What if we let this love die and let it combust? Let it burn our souls and make the universe weep. What if we turn into dust? What if the love we thought was made from longing and craving becomes uneasy? I am terrified of all the possibilities.
I'm afraid for the person I will love after you. She will have to get used to my Freudian slips of your name on romantic dinner dates. She will read hints of you on my sad poems, even the happy ones I will write for her will carry your weight. She will cry the first night we make love, because the way I hold her will never be as perfect. She will sleep with a heavy heart knowing that the next day, she has to face your ghost again. She will wear my sweaters, your scent lingering on each thread stitching them together. She will deal with all my mess. She will answer all of my 2 am drunk calls. She will let me be drunk until I recover from you, she wishes. She will laugh a lot, I will make her laugh, yes, but not smile - her smiles will always be half-hearted. She will read books on my shelves; see your love letters tucked in ever so carefully in between the pages we both loved.

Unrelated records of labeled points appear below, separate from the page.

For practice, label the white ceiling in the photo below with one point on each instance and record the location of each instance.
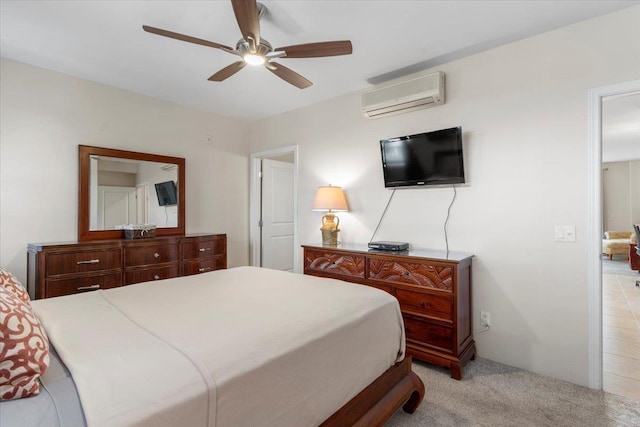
(103, 41)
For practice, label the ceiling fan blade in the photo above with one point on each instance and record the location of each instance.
(184, 38)
(227, 71)
(316, 50)
(288, 75)
(246, 12)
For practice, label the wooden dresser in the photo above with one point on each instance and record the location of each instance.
(56, 269)
(433, 289)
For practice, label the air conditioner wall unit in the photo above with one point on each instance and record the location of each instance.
(402, 96)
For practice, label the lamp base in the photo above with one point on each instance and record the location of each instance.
(329, 237)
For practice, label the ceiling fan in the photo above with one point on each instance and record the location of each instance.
(255, 50)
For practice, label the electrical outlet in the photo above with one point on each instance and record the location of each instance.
(485, 318)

She will choke on the dust of our firsts and maybe have tears of joy because of our lasts. She will love versions of me I created after this destroyed me to my core. She will never know my childhood. She will try to take me in her arms when I relapse. She will carry my broken pieces, try to put them back together, and will just end up being broken, too. She will let me have the window seat. She will surprise me but will never get the same chest pains I had with you. She will take me to bridges, tunnels, buildings, and maybe supermarkets. She will just be the stop along the way because you will always be the destination. She will welcome me home with a hug, I might let out a sigh and a smile. She will settle for that because she knows you will always be my home.
She will go to museums with me just to see my eyes water with pride again. She will let me write about you, just so I can empty myself of the words I have kept for you, if ever you decided to come back. She will listen to playlists I made just to **** your voice in my head. She will try to fit my needs. She will let me cry, and tell her stories about you. It will break her but she will let me. She will try to replace you. She will try. Every single day. She will fail. Every single time.
It will be the worst. It will be unfair. It will be my 3 am regret while I shower with her, trying to scrub away the last time we did that together. It will be running away. It will be my destruction.
*I am afraid for the person I will (try to) love after you.